Interpretive Summary: Apple fruit storage conditions after harvest impact how long fruit can be held and how good they will be to eat. One of the factors that influences fruit response to storage is how much humidity is in the storage room. ‘Gala’ apples are known to be sensitive to cold storage conditions and flesh browning and external cracks may develop when fruit are held in unsuitable environments. This research demonstrated the maintaining a high humidity during ‘Gala’ cold storage reduces shriveling and weight loss, but may enhance development of flesh browning and cracking.

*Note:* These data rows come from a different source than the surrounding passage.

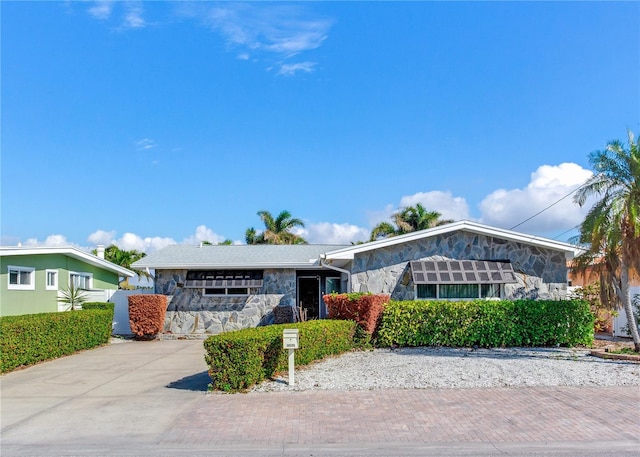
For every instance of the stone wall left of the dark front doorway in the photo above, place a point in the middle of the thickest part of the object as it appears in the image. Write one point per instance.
(190, 312)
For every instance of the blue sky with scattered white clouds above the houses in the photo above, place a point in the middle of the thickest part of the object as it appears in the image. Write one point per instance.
(150, 123)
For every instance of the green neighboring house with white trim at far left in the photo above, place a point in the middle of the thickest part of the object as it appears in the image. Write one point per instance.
(32, 277)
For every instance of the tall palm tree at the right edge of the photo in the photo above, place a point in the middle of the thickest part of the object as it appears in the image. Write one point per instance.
(611, 229)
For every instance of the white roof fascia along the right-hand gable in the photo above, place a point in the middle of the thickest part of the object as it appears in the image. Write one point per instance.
(468, 226)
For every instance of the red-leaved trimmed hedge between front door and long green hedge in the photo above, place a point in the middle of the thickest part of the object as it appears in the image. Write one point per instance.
(365, 309)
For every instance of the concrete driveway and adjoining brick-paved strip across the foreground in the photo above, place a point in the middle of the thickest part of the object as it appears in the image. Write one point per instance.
(149, 398)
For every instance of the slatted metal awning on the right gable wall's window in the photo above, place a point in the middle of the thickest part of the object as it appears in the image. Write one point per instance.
(462, 272)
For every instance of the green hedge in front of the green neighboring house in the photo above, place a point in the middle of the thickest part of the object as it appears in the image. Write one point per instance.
(33, 338)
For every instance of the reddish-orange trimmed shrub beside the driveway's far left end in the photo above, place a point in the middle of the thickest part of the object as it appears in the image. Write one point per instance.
(146, 314)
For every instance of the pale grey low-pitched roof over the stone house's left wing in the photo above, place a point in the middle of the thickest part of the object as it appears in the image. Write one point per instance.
(236, 256)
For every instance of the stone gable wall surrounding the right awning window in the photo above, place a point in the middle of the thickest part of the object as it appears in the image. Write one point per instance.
(541, 273)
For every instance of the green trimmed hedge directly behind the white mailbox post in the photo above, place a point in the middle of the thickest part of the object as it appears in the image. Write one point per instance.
(238, 360)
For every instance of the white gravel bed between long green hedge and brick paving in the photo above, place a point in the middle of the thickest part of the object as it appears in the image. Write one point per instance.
(423, 368)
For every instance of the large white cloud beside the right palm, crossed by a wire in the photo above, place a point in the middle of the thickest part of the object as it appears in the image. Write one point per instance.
(507, 208)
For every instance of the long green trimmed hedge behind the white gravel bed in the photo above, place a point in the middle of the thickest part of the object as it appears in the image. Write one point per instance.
(486, 323)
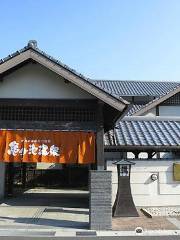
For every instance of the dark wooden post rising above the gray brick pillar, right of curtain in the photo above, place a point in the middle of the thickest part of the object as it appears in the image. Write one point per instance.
(100, 138)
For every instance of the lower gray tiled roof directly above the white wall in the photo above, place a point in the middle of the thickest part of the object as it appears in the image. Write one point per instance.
(137, 131)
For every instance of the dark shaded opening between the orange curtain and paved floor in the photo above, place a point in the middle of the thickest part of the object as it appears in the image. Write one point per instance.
(23, 176)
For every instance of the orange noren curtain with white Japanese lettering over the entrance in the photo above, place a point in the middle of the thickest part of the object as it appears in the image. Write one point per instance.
(47, 146)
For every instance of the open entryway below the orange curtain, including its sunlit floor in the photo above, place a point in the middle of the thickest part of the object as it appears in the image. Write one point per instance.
(46, 198)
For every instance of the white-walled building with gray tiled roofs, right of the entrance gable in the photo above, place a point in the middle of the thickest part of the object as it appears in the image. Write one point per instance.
(150, 135)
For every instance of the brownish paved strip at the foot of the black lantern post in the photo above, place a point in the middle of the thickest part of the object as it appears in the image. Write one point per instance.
(154, 223)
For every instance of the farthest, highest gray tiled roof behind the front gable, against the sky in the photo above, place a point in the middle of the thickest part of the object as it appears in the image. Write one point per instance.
(136, 88)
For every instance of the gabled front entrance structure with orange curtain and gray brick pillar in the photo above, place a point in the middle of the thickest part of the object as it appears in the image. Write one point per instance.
(49, 113)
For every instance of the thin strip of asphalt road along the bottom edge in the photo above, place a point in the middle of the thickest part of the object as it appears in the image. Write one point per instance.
(94, 238)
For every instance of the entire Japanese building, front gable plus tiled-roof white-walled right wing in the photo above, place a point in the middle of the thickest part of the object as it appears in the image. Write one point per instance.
(59, 128)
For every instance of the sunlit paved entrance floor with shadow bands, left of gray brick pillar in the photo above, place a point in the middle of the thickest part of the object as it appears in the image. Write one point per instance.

Technical Abstract: . ‘Royal Gala’ apples can be susceptable to the incidence of fruit cracking and senscent flesh breakdown during cold storage. As the development of these physiological disorders in other cultivars can be influenced by humidity during storage, the objective of this study was to evaluate the effect of high storage humidity on fruit quality attributes and incidence of physiological disorders in cold stored ‘Royal Gala’ apples. Fruit obtained from a commercial orchard was held in cardboard boxes with or without a perfoliated polyethylene liner during and after cold storage. High storage humidity induced by the perfoliated polyethylene liner reduced fresh weight loss but enhaced the change of fruit circumference after cold storage. High storage humidity contributed the most reduction of cortex lightness (L*) and hue angle (ho) in stem-end cortex tissues during shelf life. Fruit stored with liners had reduced internal ethylene concentration (IEC) and outer cortex firmness after removal from storage compared with control fruit. High storage humidity prevented shriveling but provoked fruit cracking. The incidence and severity of flesh breakdown were further aggravated during shelf life, compared with cold storage, regardless of a liner application. Overall, maintaining high storage humidity by applying a perfoliated polyethylene liner can contribute to delaying fresh weight loss, reduced IEC, and prevention of fruit shriveling but can enhance cortex tissue browning, loss of flesh firmness, and incidence of fruit cracking during cold storage and shelf life.